Measurements and Main Results:

In males, landiolol increased indexed stroke volume by reversing the indexed end-diastolic volume reduction without affecting left ventricle ejection fraction. In females, landiolol did not increase indexed stroke volume and indexed end-diastolic volume but decreased left ventricle ejection fraction.

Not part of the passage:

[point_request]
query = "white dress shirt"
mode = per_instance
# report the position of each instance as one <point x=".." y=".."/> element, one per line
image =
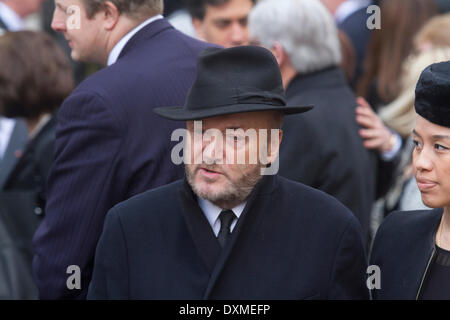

Landiolol had no effect on ex vivo cardiac function and on high-energy phosphate compounds. The effect of landiolol on the gene expression of natriuretic peptide receptor 3 and on protein expression of phosphorylated-AKT:AKT ratio and endothelial nitric oxide synthase was different in males and females.

Conclusions:

Landiolol improved the in vivo cardiac performance of septic male rats while deleterious effects were reported in females. Expression of natriuretic peptide receptor 3, phosphorylated-AKT:AKT, and endothelial nitric oxide synthase are signaling pathways to investigate to better understand the sex differences in sepsis.